There's no more need to stay in kernel mode for the moment. Let's return to the userspace implementation of message queue.
The basic structures used to form message requests and responses are divided into header and payload parts:
struct mq_data {
unsigned long len;
char *data;
} __attribute__((packed));
struct mq_request {
unsigned char event; // event type
unsigned long long id; // request id
unsigned long time; // issue time
struct mq_data data; // payload
} __attribute__((packed));
struct mq_response {
unsigned char event; // event type
unsigned long long req_id; // request id to which the response belongs
unsigned long long rsp_id; // response id
unsigned long time; // issue time
struct mq_data data; // payload
} __attribute__((packed));
struct mq_data represents message payload and generic for request and response.
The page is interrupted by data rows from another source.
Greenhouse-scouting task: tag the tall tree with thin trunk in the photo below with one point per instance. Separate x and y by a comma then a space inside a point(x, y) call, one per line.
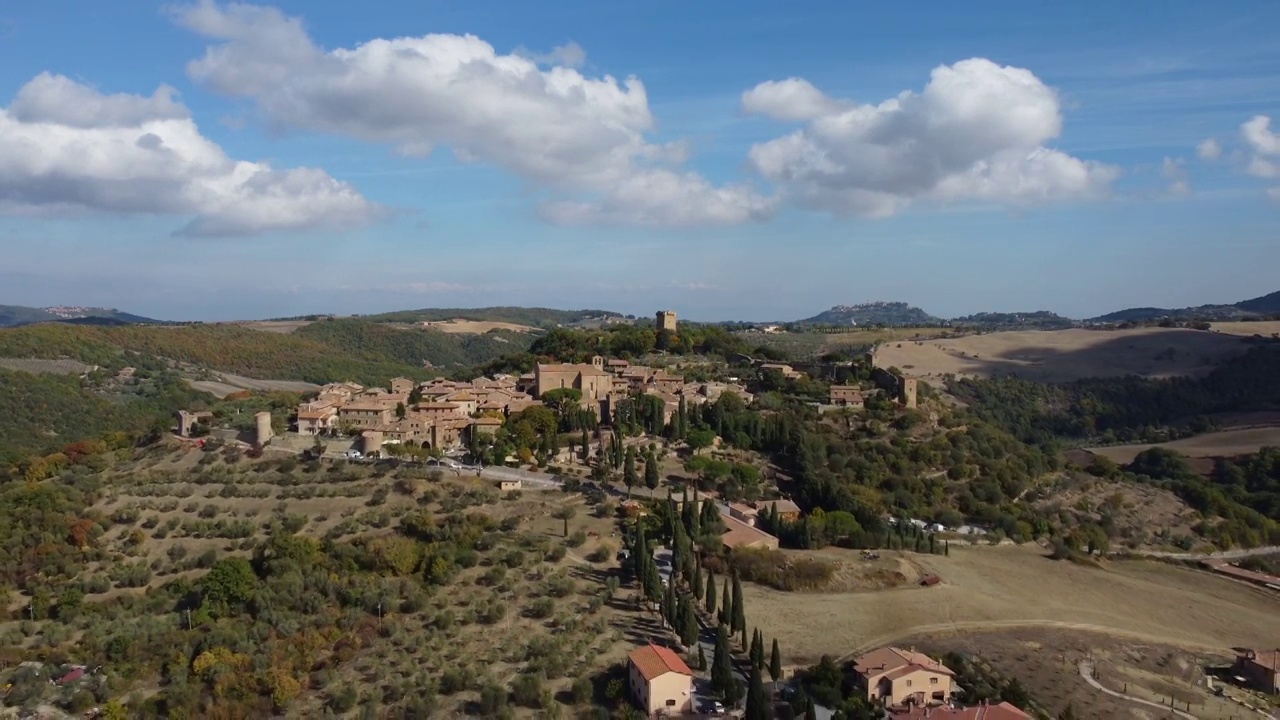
point(711, 593)
point(775, 662)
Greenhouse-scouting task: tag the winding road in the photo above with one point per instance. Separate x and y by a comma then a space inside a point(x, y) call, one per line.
point(1087, 673)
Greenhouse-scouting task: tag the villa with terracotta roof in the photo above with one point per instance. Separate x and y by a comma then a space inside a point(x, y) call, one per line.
point(900, 677)
point(984, 711)
point(661, 682)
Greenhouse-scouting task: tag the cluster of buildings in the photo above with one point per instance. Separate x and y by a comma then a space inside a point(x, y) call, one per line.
point(439, 415)
point(604, 382)
point(909, 684)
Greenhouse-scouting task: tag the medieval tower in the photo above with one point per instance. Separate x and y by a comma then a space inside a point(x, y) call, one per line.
point(263, 428)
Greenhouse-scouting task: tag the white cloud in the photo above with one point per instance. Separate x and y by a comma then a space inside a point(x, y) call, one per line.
point(1208, 149)
point(976, 132)
point(581, 139)
point(792, 99)
point(571, 55)
point(67, 147)
point(1174, 169)
point(1265, 145)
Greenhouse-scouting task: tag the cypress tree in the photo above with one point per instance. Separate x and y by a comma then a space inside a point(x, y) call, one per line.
point(757, 702)
point(775, 662)
point(629, 469)
point(739, 618)
point(726, 609)
point(722, 666)
point(688, 623)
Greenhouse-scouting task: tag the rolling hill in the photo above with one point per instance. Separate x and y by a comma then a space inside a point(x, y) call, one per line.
point(872, 314)
point(12, 315)
point(1265, 305)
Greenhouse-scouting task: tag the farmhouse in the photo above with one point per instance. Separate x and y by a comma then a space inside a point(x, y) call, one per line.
point(187, 420)
point(743, 534)
point(661, 682)
point(846, 396)
point(904, 677)
point(1261, 668)
point(984, 711)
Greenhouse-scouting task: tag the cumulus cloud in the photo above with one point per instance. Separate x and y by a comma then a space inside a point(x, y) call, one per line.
point(581, 139)
point(571, 55)
point(792, 99)
point(65, 146)
point(1264, 145)
point(976, 132)
point(1208, 149)
point(1174, 169)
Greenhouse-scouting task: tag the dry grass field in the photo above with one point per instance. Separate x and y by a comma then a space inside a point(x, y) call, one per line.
point(1064, 355)
point(176, 510)
point(1223, 443)
point(478, 327)
point(282, 327)
point(53, 367)
point(1009, 587)
point(1046, 664)
point(1265, 328)
point(227, 383)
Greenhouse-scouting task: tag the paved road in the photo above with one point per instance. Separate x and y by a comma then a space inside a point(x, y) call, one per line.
point(1087, 673)
point(1219, 555)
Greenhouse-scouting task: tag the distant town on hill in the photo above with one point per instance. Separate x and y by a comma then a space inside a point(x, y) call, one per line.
point(877, 313)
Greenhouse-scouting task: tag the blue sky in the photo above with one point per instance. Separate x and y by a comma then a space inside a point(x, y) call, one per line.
point(316, 156)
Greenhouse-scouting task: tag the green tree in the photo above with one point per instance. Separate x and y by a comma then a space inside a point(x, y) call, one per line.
point(228, 586)
point(775, 662)
point(722, 665)
point(737, 621)
point(711, 593)
point(652, 477)
point(629, 469)
point(700, 438)
point(757, 702)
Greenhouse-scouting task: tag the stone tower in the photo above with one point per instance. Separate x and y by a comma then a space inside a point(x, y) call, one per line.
point(263, 428)
point(908, 392)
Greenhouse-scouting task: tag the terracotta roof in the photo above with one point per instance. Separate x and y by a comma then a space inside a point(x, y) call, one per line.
point(782, 505)
point(654, 661)
point(1002, 711)
point(739, 533)
point(888, 659)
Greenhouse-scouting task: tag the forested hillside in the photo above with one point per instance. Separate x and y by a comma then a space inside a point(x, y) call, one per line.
point(414, 346)
point(46, 411)
point(356, 350)
point(535, 317)
point(1107, 410)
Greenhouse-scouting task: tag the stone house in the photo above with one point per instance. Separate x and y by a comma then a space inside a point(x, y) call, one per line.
point(900, 677)
point(1261, 668)
point(661, 682)
point(846, 396)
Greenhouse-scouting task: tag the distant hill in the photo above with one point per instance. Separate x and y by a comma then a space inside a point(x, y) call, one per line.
point(1040, 319)
point(535, 317)
point(873, 314)
point(1246, 309)
point(13, 315)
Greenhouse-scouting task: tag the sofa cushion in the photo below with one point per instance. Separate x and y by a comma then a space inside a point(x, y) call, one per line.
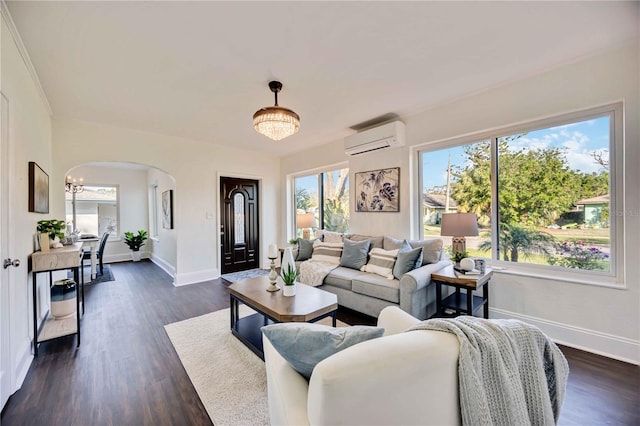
point(354, 254)
point(305, 249)
point(342, 277)
point(327, 252)
point(376, 242)
point(431, 249)
point(304, 345)
point(381, 262)
point(330, 236)
point(407, 261)
point(390, 243)
point(378, 287)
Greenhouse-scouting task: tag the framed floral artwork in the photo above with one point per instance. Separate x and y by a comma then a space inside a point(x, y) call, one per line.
point(378, 190)
point(167, 209)
point(38, 189)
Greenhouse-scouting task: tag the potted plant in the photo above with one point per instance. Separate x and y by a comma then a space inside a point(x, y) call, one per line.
point(289, 276)
point(135, 241)
point(457, 257)
point(51, 231)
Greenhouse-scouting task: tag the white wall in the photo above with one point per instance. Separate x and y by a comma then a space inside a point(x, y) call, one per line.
point(132, 191)
point(196, 168)
point(29, 140)
point(600, 319)
point(162, 246)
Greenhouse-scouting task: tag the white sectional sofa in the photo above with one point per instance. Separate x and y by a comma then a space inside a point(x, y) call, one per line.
point(398, 379)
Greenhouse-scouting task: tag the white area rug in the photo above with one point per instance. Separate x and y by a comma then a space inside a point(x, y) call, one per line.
point(230, 379)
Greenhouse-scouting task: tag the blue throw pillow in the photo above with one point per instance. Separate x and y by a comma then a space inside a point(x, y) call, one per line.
point(305, 249)
point(354, 254)
point(303, 345)
point(407, 261)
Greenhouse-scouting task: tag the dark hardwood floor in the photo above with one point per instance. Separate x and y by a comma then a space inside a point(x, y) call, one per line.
point(126, 371)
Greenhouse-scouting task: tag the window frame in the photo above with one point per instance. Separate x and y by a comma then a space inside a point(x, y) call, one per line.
point(613, 278)
point(318, 172)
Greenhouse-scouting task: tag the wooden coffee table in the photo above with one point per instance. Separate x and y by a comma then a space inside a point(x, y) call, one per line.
point(310, 304)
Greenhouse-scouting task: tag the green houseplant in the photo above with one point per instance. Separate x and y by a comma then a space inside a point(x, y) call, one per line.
point(134, 242)
point(55, 228)
point(459, 255)
point(48, 231)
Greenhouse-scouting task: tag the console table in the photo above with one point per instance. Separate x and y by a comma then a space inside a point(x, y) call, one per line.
point(67, 257)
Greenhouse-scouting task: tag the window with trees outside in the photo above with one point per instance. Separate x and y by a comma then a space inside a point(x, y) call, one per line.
point(96, 209)
point(324, 198)
point(550, 202)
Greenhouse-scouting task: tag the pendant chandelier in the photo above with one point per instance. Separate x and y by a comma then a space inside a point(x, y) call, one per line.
point(276, 122)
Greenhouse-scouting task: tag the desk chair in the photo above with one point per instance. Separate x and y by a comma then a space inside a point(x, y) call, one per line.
point(99, 252)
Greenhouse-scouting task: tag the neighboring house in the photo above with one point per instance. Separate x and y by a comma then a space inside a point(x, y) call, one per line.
point(434, 205)
point(595, 210)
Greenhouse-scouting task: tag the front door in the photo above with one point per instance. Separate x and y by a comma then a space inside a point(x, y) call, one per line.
point(239, 236)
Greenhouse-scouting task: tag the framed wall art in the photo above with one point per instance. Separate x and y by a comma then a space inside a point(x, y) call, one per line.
point(167, 209)
point(378, 190)
point(38, 189)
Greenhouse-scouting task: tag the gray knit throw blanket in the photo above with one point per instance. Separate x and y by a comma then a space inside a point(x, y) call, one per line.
point(509, 372)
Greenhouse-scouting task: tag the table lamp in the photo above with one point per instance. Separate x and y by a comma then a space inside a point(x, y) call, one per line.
point(305, 221)
point(458, 226)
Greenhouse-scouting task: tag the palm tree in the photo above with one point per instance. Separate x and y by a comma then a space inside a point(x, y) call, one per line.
point(516, 240)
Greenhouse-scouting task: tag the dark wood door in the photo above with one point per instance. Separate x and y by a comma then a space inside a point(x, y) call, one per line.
point(239, 228)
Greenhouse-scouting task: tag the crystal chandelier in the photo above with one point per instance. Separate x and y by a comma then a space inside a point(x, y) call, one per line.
point(276, 122)
point(73, 186)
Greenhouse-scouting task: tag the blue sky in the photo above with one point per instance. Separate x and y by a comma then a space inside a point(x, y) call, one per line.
point(579, 139)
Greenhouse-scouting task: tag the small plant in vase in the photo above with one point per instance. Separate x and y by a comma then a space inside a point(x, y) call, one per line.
point(51, 231)
point(289, 276)
point(135, 241)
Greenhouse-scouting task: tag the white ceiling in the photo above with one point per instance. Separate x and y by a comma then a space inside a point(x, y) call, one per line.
point(200, 69)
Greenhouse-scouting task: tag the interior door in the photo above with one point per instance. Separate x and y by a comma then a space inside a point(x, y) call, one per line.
point(5, 251)
point(239, 233)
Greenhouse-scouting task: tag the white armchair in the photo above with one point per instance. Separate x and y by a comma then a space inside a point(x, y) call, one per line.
point(400, 378)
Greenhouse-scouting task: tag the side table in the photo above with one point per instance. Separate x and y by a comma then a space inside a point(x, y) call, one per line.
point(462, 303)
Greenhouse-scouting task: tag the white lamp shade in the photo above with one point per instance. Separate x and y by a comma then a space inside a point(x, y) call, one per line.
point(459, 225)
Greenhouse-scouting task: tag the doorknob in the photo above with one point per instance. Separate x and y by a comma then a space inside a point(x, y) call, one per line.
point(8, 262)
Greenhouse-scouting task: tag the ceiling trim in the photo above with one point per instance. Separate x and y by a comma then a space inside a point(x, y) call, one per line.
point(6, 15)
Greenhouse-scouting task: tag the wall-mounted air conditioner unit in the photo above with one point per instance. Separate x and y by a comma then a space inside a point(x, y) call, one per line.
point(388, 135)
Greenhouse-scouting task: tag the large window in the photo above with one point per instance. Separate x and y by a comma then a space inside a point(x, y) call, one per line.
point(322, 202)
point(544, 193)
point(96, 210)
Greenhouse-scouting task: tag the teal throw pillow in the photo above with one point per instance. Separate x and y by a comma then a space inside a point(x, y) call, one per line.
point(303, 345)
point(406, 261)
point(354, 254)
point(305, 249)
The comments descriptive enough. Worth to mention which event type are predefined in current implementation:
enum mq_event {
MQ_EVENT_REQUEST = (1 << 0), // generic request to the client
MQ_EVENT_REQUEST_NO_ACK = (1 << 1), // request that doesn't require ACK from the client
MQ_EVENT_RESPONSE = (1 << 2), // response from the client
MQ_EVENT_ACK = (1 << 3), // ACK to the request that it was processed
MQ_EVENT_EXIT = (1 << 4), // call to terminate the client
};
The principle of operation is pretty simple. On initialization stage the core process launches subprocesses that will handle messages, additionally it launches a thread that will receive responses from the handlers:
#define HANDLERS 3
struct mq mq;
struct mq_handler handlers[HANDLERS];
int main(int argc, char **argv)
{
int i;
....
mq_init(&mq);
....
for (i=0;i<HANDLERS;++i)
if (mq_launch_handler(&mq, &handlers[i], handler) != 0) {
fprintf(stderr, "Failed to launch handler\n");
goto out;
}
....
The structure
struct mq drawn above defines core message queue. The definition is as follows:
struct mq {
struct mq_list handlers; // queue handlers
struct mq_lock lock; // management lock
short state; // state of the queue
pthread_t rsp_manager; // thread handle for managing responses
struct mq_list rsp_list; // list of responses
pthread_mutex_t rsp_lock; // lock for the list of responses
};
struct mq_list is a generic doubly-linked list implementation. I will not bother to discuss it here. Locking primitive
struct mq_lock is built upon POSIX mutex in conjunction with simple reference counting.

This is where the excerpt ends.